Dutton, K.L. Deane, P. Bullen, Opening up: An exploration of youth mentor self- disclosure using laboratory-based direct observation, Children and Youth Services Review (2019), doi: https:// doi.org/10.1016/j.childyouth.2019.104654
Summarized by Jeremy Astesano
Notes of Interest: These authors sought to understand how communication, a crucial element of building strong relationships, occurred in a mentoring context. Specifically, they were interested in how self-disclosure as a relational process manifested in conversations within mentoring dyads. In these interactions, they expected to see elements of reciprocity, similarity, valence, and interpersonal disclosure (all elements of the self-disclosure literature), and that mentoring would have an impact on the nature of this disclosure for mentors to mentees. The final sample for this study consisted of 42 pairs of predominantly female mentors and mentees in New Zealand. Pairs did several activities together, culminating in a prompted interview about emotions, which was coded and used for analysis in this study. Ultimately, the authors saw almost ubiquitous presence of self-disclosure, which mentors used to relate to mentees. The authors observed that the type of disclosure was highly intertwined with the mentor-mentee context. Mentors established similarity to mentees, a common practice in extant literature on self-disclosure, but advice was also given through this process, which is less common, and the authors note is more specific to this type of relationship.
Introduction (Reprinted from the Abstract)
Research on communication in youth mentoring is nascent, despite being a vital part of developing high quality relationships. In this study, we explored mentor self-disclosure using laboratory-based direct observations of mentor-mentee interactions. We analyzed video recordings of 42 mentoring pairs engaged in a discussion activity to identify key features of mentor self-disclosure in a controlled and standardized setting. Our findings show that mentors practice self-disclosure in mentee-oriented ways, characterized by disclosures that are relevant and meaningful to the mentee, and typically shared in the context of a reciprocal pattern of disclosure. We discuss the ways in which the unique context of youth mentoring influences mentor disclosure and the implications for relationship-building. Since this is the first time research using laboratory-based direct observation has been used in youth mentoring, we also discuss how this innovative methodology can advance our understanding of relational processes.
Implications (Reprinted from the Discussion)

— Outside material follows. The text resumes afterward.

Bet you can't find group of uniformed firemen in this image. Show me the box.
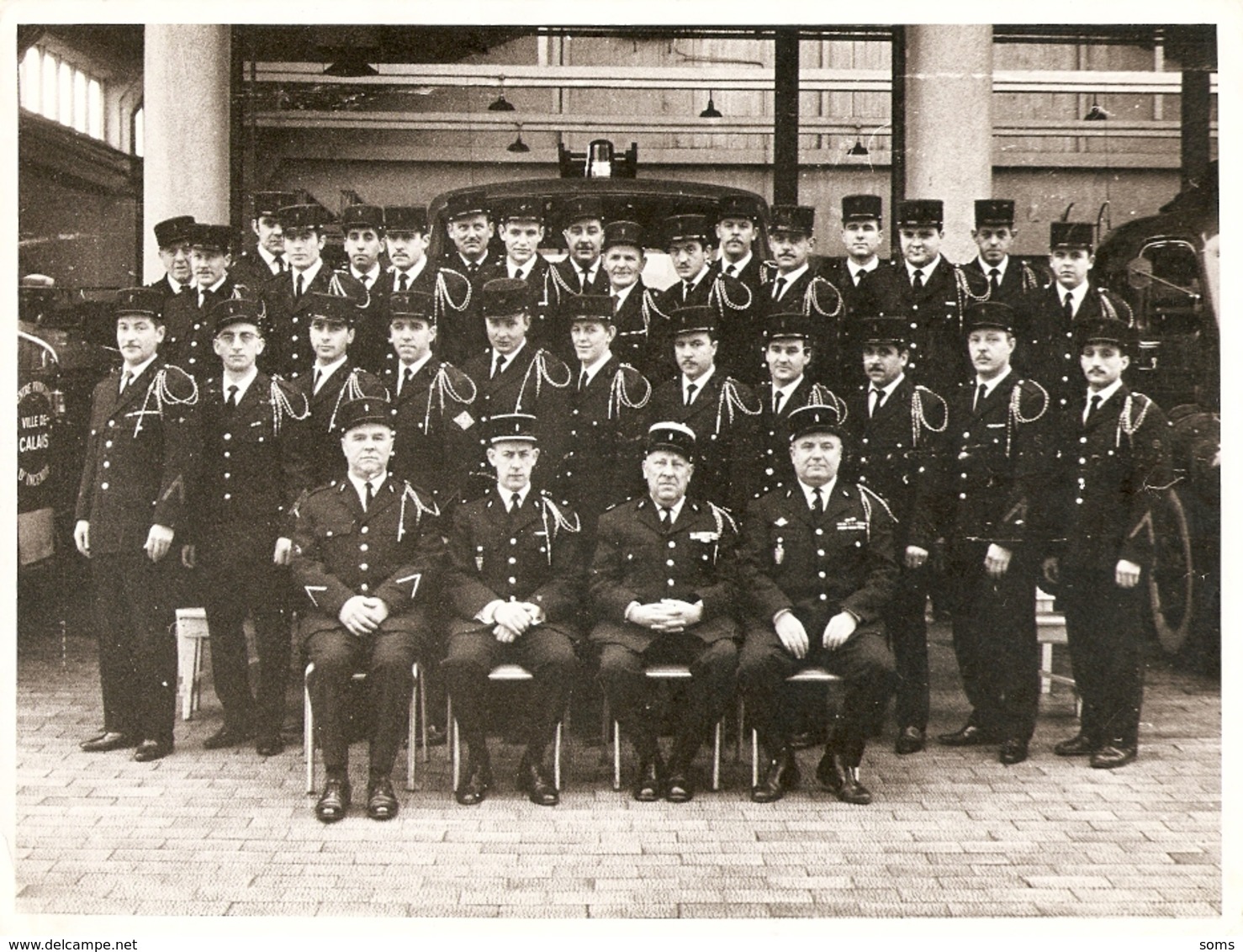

There is an ever-increasing interest in identifying specific processes that may contribute to the development of close interpersonal bonds between mentor and mentee. In doing so, mentors and programs alike may be able to harness specific strategies to improve the effectiveness of mentoring at an individual and programmatic level. While communication is consistently regarded as an essential part of good relationships, we know very little about how mentors and mentees talk to one another. The purpose of this study was to further explore self-disclosure in youth mentoring relationships by identifying key features of mentor self-disclosure in dyadic interactions observed in a laboratory setting, informing the development of a youth mentoring-specific description of disclosure. This paper advances our understanding of relational processes by investigating an interaction in mentoring relationships previously neglected in research (Author, 2018; Karcher & Hansen, 2014). It also makes a significant contribution to the youth mentoring literature methodologically by using video-recorded observational data for the first time in the youth mentoring field. Here, we reflect on these contributions in greater detail and how they could be applied by mentors and mentoring programs.
The research question driving this study was focused on how mentors practice self- disclosure in the context of their mentoring relationships. Prior research has shown mentors intentionally engage in self-disclosure because they believe it has a positive effect on their relationship (Authors, 2019). This study expands on that research by directly observing mentor disclosure in a discussion activity and therefore seeing how this intention is enacted through specific practices. Although mentors differed in their approaches to the activity, the features described in this paper represent the most distinctive disclosure practices across the cohort.